Dealing with stimulation artefacts

Sometimes, because of external stimulation, you may end up having some artefacts on top of your recordings. For example, in case of optogenetic stimulation, shinning light next to your recording electrode is likely to contaminate the recording. The code has a built-in mechanism to deal with those artefacts, in the triggers section of the parameter file. In a nutshell, the code will, from a list of stimulation times, compute the average artefact, and substract it automatically to the signal during the filtering procedure.

Specifying the stimulation times

In a first text file, you must specify all the times of your artefacts, identified by a given identifier. For example, imagine you have 2 different stimulation protocols, each one inducing a different artefact. The text file will look like:

0 500
1 1000
0 1500
1 2000
...

This means that stim 0 is displayed at 500ms, then stim 1 at 1000ms, and so on. All times in the text file are in ms, and you must use one line per time.

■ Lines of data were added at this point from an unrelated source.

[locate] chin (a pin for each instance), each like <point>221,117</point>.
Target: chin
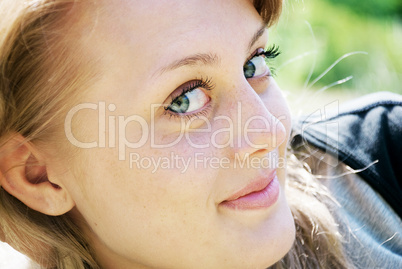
<point>270,242</point>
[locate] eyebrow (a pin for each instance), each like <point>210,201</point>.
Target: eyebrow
<point>205,58</point>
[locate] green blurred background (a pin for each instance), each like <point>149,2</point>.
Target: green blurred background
<point>313,34</point>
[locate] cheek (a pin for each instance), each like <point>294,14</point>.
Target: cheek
<point>277,105</point>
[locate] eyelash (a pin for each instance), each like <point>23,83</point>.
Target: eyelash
<point>271,53</point>
<point>195,84</point>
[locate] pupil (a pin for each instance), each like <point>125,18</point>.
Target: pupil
<point>249,69</point>
<point>180,104</point>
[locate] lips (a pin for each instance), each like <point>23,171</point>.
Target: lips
<point>262,193</point>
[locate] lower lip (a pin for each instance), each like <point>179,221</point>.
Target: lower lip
<point>257,200</point>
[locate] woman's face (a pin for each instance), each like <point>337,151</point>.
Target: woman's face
<point>182,138</point>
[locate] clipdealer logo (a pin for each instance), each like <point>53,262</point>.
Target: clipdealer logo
<point>114,127</point>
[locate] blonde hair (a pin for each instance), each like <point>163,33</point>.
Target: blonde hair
<point>39,75</point>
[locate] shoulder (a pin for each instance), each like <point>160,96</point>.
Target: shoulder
<point>365,134</point>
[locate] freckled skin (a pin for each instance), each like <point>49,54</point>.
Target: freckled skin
<point>137,218</point>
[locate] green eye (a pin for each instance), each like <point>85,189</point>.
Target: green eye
<point>249,69</point>
<point>189,101</point>
<point>180,104</point>
<point>256,67</point>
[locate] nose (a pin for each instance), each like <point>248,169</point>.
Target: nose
<point>256,129</point>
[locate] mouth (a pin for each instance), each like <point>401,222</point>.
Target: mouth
<point>260,194</point>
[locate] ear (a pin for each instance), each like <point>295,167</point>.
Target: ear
<point>23,174</point>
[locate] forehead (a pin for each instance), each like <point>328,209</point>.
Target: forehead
<point>133,39</point>
<point>159,24</point>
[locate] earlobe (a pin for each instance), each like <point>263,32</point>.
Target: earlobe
<point>23,174</point>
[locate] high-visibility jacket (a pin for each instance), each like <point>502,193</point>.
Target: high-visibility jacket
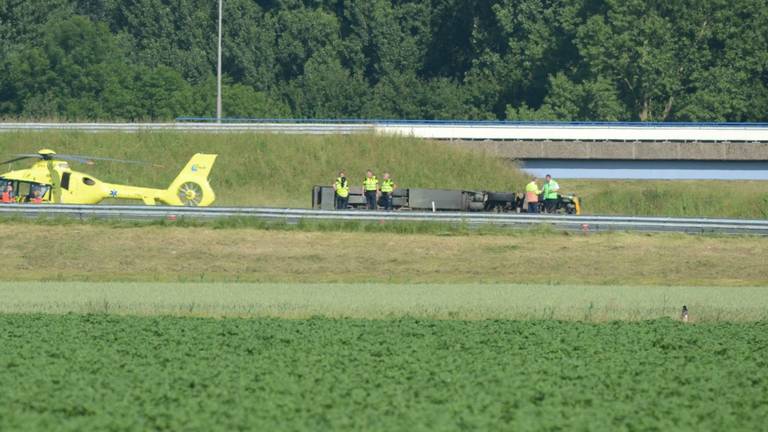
<point>387,186</point>
<point>550,190</point>
<point>532,192</point>
<point>342,187</point>
<point>370,184</point>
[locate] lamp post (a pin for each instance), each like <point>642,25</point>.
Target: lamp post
<point>218,72</point>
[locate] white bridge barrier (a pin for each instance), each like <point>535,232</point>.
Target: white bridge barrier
<point>500,131</point>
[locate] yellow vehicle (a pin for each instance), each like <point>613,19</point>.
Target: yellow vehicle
<point>51,180</point>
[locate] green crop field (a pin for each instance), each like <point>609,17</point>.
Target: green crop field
<point>126,373</point>
<point>85,252</point>
<point>280,170</point>
<point>388,301</point>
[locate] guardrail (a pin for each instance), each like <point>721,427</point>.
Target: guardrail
<point>459,130</point>
<point>572,223</point>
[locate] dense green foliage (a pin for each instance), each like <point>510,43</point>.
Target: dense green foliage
<point>86,372</point>
<point>439,59</point>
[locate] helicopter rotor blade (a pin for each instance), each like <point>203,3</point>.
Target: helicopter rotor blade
<point>93,158</point>
<point>21,157</point>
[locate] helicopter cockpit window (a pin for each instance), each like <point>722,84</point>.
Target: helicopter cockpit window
<point>4,185</point>
<point>65,180</point>
<point>28,192</point>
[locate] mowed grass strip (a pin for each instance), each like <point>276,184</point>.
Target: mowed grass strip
<point>166,254</point>
<point>387,301</point>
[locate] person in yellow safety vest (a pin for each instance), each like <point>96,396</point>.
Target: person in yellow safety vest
<point>387,189</point>
<point>341,186</point>
<point>371,189</point>
<point>532,195</point>
<point>550,192</point>
<point>7,196</point>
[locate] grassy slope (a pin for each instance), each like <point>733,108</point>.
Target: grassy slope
<point>104,253</point>
<point>96,372</point>
<point>387,301</point>
<point>740,199</point>
<point>279,170</point>
<point>275,170</point>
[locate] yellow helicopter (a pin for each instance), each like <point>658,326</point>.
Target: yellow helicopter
<point>51,180</point>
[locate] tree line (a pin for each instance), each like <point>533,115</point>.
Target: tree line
<point>609,60</point>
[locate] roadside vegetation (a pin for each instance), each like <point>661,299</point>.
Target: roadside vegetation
<point>460,301</point>
<point>200,254</point>
<point>280,170</point>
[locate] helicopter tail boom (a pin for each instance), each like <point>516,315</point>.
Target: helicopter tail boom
<point>191,187</point>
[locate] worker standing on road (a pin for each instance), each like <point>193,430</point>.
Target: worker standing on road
<point>387,189</point>
<point>550,192</point>
<point>371,189</point>
<point>532,195</point>
<point>341,186</point>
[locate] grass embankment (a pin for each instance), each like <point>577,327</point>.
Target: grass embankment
<point>273,170</point>
<point>674,198</point>
<point>387,301</point>
<point>280,170</point>
<point>167,254</point>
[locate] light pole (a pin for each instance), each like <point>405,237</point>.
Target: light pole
<point>218,72</point>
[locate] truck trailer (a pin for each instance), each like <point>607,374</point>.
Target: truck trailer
<point>323,198</point>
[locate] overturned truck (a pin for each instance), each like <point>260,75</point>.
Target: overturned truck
<point>323,197</point>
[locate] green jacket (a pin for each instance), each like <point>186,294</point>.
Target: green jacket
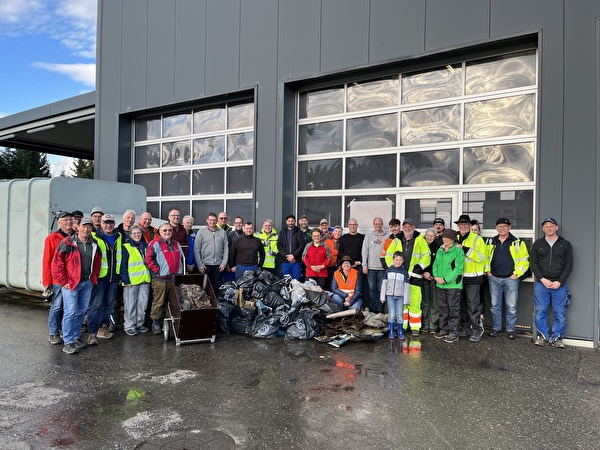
<point>449,265</point>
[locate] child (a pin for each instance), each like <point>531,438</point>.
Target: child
<point>396,290</point>
<point>447,272</point>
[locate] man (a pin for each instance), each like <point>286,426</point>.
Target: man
<point>165,259</point>
<point>96,216</point>
<point>439,225</point>
<point>247,252</point>
<point>290,244</point>
<point>268,236</point>
<point>110,246</point>
<point>372,268</point>
<point>475,256</point>
<point>179,233</point>
<point>126,224</point>
<point>417,257</point>
<point>146,224</point>
<point>551,263</point>
<point>65,221</point>
<point>508,260</point>
<point>303,225</point>
<point>75,268</point>
<point>211,251</point>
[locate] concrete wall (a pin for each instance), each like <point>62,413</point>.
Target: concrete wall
<point>154,53</point>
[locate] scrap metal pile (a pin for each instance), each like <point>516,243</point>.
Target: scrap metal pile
<point>261,305</point>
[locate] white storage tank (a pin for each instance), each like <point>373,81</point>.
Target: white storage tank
<point>28,210</point>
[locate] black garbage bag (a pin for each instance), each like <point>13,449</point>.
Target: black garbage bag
<point>243,322</point>
<point>226,314</point>
<point>305,326</point>
<point>273,300</point>
<point>227,292</point>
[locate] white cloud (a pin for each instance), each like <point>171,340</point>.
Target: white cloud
<point>82,73</point>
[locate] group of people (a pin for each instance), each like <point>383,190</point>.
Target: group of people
<point>428,282</point>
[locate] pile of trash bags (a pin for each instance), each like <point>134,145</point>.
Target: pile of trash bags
<point>260,305</point>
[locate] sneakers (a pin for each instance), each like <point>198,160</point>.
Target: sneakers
<point>451,338</point>
<point>441,334</point>
<point>79,344</point>
<point>70,349</point>
<point>103,333</point>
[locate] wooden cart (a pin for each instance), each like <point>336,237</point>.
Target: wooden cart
<point>192,325</point>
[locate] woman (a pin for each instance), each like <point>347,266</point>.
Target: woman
<point>135,277</point>
<point>429,305</point>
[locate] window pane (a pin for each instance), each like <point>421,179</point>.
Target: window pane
<point>501,117</point>
<point>425,126</point>
<point>322,174</point>
<point>208,181</point>
<point>239,179</point>
<point>321,137</point>
<point>371,172</point>
<point>147,156</point>
<point>487,207</point>
<point>372,132</point>
<point>177,125</point>
<point>240,147</point>
<point>372,94</point>
<point>501,72</point>
<point>209,120</point>
<point>150,181</point>
<point>146,129</point>
<point>209,150</point>
<point>240,207</point>
<point>442,82</point>
<point>240,116</point>
<point>176,183</point>
<point>434,168</point>
<point>509,163</point>
<point>322,103</point>
<point>317,208</point>
<point>176,153</point>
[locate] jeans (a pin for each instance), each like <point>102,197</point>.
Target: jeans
<point>543,297</point>
<point>374,280</point>
<point>292,269</point>
<point>135,301</point>
<point>101,307</point>
<point>56,310</point>
<point>340,302</point>
<point>75,304</point>
<point>510,288</point>
<point>395,308</point>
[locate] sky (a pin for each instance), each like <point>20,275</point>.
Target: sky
<point>48,53</point>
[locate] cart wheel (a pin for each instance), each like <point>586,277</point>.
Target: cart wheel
<point>167,330</point>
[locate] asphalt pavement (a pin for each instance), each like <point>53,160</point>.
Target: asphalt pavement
<point>142,392</point>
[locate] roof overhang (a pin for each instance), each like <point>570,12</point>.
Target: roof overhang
<point>64,128</point>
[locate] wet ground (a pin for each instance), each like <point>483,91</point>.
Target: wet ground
<point>144,393</point>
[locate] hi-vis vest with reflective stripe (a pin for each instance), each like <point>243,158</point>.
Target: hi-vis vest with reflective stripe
<point>136,266</point>
<point>117,255</point>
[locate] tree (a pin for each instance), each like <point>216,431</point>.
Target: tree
<point>83,168</point>
<point>23,164</point>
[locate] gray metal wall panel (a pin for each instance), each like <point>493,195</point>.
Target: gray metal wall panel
<point>161,57</point>
<point>450,24</point>
<point>345,34</point>
<point>222,46</point>
<point>134,48</point>
<point>190,49</point>
<point>396,29</point>
<point>299,38</point>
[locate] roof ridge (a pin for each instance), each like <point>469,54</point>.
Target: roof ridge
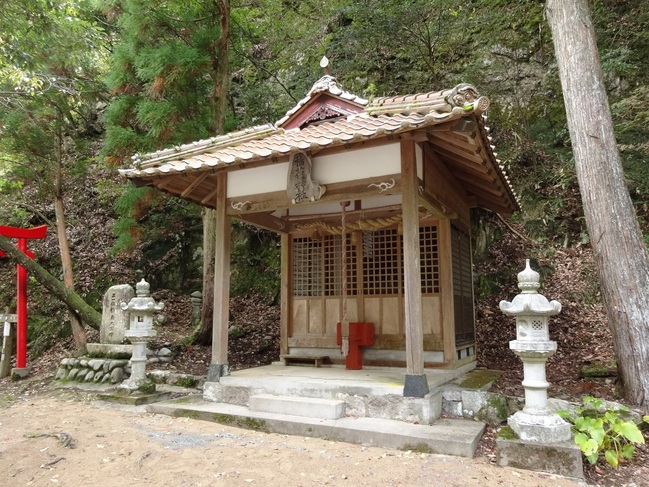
<point>326,84</point>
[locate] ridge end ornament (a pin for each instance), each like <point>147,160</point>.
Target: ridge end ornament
<point>300,185</point>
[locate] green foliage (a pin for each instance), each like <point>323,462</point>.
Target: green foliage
<point>604,431</point>
<point>255,262</point>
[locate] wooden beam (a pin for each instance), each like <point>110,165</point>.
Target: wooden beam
<point>212,194</point>
<point>219,361</point>
<point>441,185</point>
<point>468,153</point>
<point>348,190</point>
<point>267,221</point>
<point>446,289</point>
<point>411,266</point>
<point>194,184</point>
<point>286,308</point>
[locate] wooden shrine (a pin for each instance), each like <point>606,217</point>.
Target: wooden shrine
<point>411,168</point>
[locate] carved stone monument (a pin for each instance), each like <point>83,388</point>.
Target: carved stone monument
<point>114,320</point>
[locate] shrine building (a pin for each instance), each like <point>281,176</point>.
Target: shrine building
<point>400,175</point>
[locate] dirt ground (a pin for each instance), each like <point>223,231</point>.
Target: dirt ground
<point>64,437</point>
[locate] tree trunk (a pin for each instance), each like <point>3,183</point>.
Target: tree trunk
<point>204,335</point>
<point>89,315</point>
<point>78,332</point>
<point>218,104</point>
<point>619,249</point>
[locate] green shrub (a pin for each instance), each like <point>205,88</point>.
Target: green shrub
<point>600,430</point>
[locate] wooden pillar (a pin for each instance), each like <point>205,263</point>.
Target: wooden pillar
<point>416,384</point>
<point>444,242</point>
<point>285,294</point>
<point>219,364</point>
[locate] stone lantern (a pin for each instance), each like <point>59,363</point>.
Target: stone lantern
<point>531,310</point>
<point>142,309</point>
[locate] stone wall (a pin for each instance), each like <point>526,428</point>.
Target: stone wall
<point>104,370</point>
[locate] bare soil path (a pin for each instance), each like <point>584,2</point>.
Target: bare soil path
<point>62,437</point>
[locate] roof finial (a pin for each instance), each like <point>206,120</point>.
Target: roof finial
<point>324,64</point>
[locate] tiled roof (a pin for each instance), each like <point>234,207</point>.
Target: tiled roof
<point>379,118</point>
<point>389,115</point>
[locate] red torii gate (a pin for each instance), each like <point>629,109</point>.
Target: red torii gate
<point>23,235</point>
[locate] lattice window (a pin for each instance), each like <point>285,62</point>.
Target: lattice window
<point>307,267</point>
<point>429,260</point>
<point>333,266</point>
<point>317,264</point>
<point>462,286</point>
<point>382,268</point>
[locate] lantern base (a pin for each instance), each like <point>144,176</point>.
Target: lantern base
<point>216,371</point>
<point>541,428</point>
<point>415,385</point>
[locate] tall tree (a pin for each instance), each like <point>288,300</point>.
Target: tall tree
<point>617,241</point>
<point>169,77</point>
<point>48,65</point>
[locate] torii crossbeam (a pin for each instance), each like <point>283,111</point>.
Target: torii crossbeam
<point>22,235</point>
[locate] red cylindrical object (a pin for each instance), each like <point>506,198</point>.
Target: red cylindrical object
<point>360,335</point>
<point>21,311</point>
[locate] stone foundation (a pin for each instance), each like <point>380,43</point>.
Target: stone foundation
<point>104,370</point>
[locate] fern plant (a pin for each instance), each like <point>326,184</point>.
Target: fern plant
<point>599,430</point>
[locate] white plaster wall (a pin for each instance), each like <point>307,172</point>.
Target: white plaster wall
<point>357,164</point>
<point>257,180</point>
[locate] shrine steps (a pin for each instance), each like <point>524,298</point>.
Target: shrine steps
<point>446,436</point>
<point>298,406</point>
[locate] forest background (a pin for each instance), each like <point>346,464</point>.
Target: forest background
<point>86,84</point>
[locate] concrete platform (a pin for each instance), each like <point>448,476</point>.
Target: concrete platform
<point>370,392</point>
<point>328,381</point>
<point>298,406</point>
<point>447,436</point>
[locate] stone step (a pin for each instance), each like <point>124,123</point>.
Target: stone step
<point>298,406</point>
<point>447,436</point>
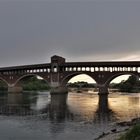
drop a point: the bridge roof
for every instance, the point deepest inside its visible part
(36, 66)
(75, 64)
(104, 64)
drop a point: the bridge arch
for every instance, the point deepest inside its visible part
(28, 75)
(2, 79)
(119, 74)
(71, 75)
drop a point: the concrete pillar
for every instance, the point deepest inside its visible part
(103, 103)
(59, 90)
(103, 98)
(103, 89)
(15, 89)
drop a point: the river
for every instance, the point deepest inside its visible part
(38, 116)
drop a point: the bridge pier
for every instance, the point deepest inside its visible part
(103, 98)
(15, 89)
(59, 90)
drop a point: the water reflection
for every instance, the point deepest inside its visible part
(103, 113)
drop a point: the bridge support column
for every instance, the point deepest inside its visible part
(15, 89)
(103, 98)
(59, 90)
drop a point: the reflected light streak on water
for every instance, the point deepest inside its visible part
(38, 116)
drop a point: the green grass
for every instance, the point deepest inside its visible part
(132, 134)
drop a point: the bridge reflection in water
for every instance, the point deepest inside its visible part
(56, 109)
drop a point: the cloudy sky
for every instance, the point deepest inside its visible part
(34, 30)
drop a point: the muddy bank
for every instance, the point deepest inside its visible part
(120, 128)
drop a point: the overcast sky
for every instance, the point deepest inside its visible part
(32, 31)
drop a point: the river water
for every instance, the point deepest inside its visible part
(38, 116)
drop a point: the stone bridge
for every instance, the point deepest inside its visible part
(58, 72)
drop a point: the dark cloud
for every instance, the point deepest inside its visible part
(33, 31)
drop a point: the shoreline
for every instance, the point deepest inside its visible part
(115, 134)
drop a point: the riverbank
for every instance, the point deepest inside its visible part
(121, 129)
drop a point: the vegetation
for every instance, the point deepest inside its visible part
(133, 134)
(132, 84)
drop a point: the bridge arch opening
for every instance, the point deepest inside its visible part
(124, 83)
(32, 82)
(81, 83)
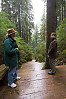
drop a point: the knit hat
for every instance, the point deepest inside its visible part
(11, 31)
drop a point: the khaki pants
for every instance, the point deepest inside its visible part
(52, 65)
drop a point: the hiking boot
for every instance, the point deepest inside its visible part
(18, 78)
(12, 85)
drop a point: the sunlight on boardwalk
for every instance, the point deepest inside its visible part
(36, 83)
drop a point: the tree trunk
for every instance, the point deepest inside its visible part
(19, 20)
(64, 9)
(51, 25)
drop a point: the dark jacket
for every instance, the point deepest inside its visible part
(52, 49)
(10, 52)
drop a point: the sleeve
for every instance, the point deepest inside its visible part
(8, 47)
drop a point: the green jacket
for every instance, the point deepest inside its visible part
(10, 53)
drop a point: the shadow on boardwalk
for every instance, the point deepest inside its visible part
(36, 83)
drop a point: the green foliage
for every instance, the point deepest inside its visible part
(40, 52)
(61, 38)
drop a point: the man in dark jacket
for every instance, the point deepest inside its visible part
(11, 57)
(52, 53)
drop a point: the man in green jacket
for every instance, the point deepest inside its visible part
(11, 57)
(52, 53)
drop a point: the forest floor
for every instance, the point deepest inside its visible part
(35, 83)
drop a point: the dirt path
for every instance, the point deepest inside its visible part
(36, 83)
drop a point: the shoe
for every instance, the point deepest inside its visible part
(18, 78)
(50, 69)
(12, 85)
(51, 73)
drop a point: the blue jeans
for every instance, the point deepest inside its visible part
(12, 74)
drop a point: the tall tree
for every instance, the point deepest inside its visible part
(51, 25)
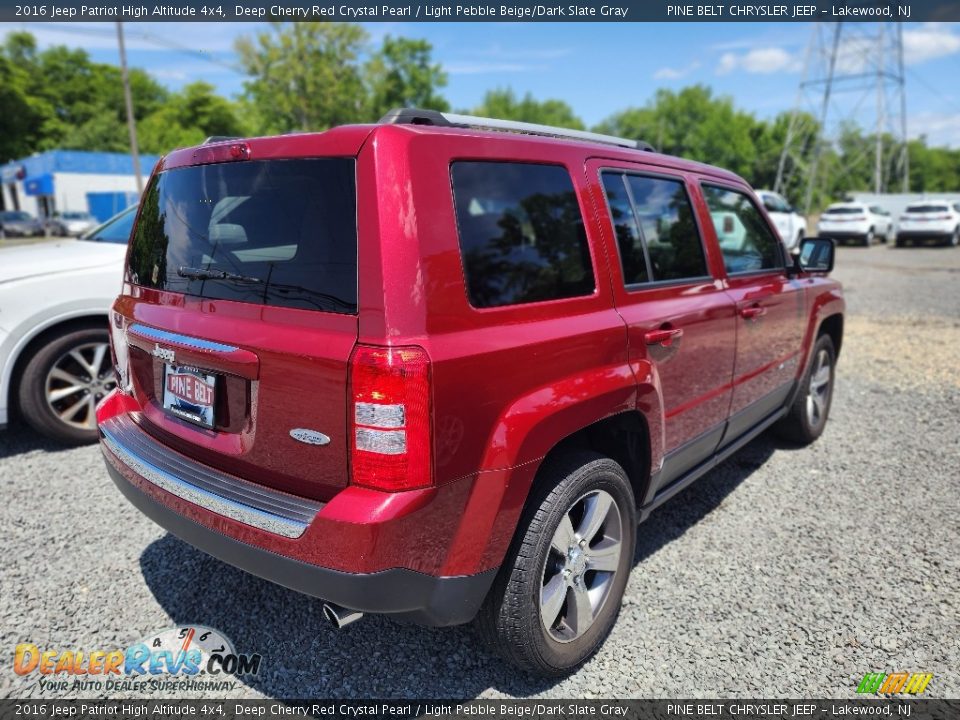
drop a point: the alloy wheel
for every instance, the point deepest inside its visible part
(583, 559)
(77, 381)
(818, 391)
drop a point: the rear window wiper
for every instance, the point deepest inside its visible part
(207, 274)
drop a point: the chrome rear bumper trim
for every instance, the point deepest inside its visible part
(240, 500)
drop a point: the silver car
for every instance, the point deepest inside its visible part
(72, 223)
(17, 223)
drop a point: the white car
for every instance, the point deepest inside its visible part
(930, 220)
(55, 361)
(73, 223)
(858, 222)
(791, 225)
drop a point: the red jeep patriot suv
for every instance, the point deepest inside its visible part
(440, 367)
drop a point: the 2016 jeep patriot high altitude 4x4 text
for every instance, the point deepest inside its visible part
(441, 366)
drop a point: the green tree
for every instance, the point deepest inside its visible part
(187, 118)
(304, 76)
(402, 74)
(503, 103)
(24, 114)
(691, 123)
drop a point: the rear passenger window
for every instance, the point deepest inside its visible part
(747, 243)
(522, 237)
(669, 241)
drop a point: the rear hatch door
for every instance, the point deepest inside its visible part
(242, 313)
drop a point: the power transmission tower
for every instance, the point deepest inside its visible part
(853, 78)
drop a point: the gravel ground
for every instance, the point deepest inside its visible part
(784, 573)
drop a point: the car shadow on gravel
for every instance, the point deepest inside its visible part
(303, 656)
(17, 440)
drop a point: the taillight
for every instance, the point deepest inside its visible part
(119, 351)
(390, 418)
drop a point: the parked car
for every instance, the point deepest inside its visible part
(790, 224)
(54, 358)
(440, 366)
(72, 223)
(856, 222)
(937, 220)
(17, 223)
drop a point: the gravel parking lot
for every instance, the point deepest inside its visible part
(784, 573)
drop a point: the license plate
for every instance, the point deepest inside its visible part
(189, 393)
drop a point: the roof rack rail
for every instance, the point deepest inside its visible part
(415, 116)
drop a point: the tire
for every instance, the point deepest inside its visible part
(511, 619)
(807, 416)
(46, 402)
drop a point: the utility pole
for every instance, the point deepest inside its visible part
(847, 65)
(131, 122)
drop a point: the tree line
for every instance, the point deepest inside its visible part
(312, 76)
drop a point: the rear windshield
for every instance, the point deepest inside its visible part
(271, 232)
(928, 208)
(844, 211)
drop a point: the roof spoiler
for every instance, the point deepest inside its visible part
(417, 116)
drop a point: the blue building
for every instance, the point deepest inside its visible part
(60, 180)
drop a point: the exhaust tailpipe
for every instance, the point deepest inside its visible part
(339, 616)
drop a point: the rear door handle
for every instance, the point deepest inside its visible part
(663, 336)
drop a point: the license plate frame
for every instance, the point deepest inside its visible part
(190, 394)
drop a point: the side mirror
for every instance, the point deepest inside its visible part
(816, 255)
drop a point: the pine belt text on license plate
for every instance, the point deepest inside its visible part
(189, 393)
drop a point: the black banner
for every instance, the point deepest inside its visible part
(472, 709)
(485, 10)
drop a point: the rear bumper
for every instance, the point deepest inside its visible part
(843, 234)
(404, 594)
(925, 234)
(370, 551)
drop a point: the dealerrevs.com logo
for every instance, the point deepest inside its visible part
(189, 657)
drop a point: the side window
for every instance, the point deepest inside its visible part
(629, 243)
(522, 237)
(668, 228)
(746, 241)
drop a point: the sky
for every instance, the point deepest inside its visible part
(598, 68)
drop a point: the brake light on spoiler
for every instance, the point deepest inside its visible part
(390, 419)
(221, 152)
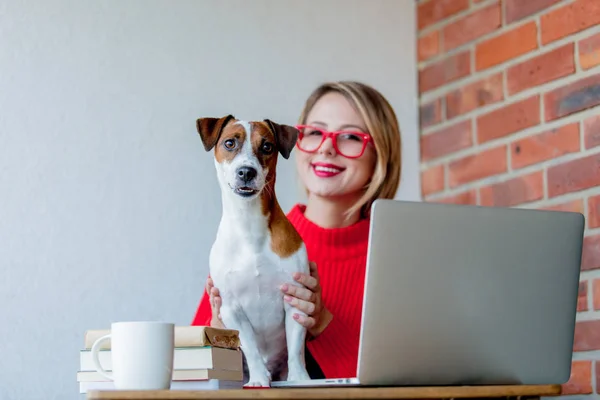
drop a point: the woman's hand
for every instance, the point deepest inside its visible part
(215, 304)
(308, 300)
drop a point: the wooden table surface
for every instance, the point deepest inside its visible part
(453, 392)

Specifying the time windows

In a second text file, you must tell the algorithm what is the time window you want to consider for a given artefact. Using the same example, and assuming that stim 0 produces an artefact of 100ms, while stim 1 produces a longer artefact of 500ms, the file should look like:

0 100
1 500

How to use it

Once those two files have been created, you should provide them in the [triggers] section of the code (see here). Note that by default, the code will produce one plot by artefact, showing its temporal time course on all channels, during the imposed time window. This is what is substracted, at all the given times for this unique stimulation artefact.

../_images/artefact_0.png

Example of a stimulation artefact on a 252 MEA, substracted during the filtering part of the algorithm.

Note

If, for some reasons, you want to relaunch this step (too small time windows, not enough artefacts, ...) you will need to copy again the raw data before relaunching the filtering. This is because remember that the raw data are always filtered on-site.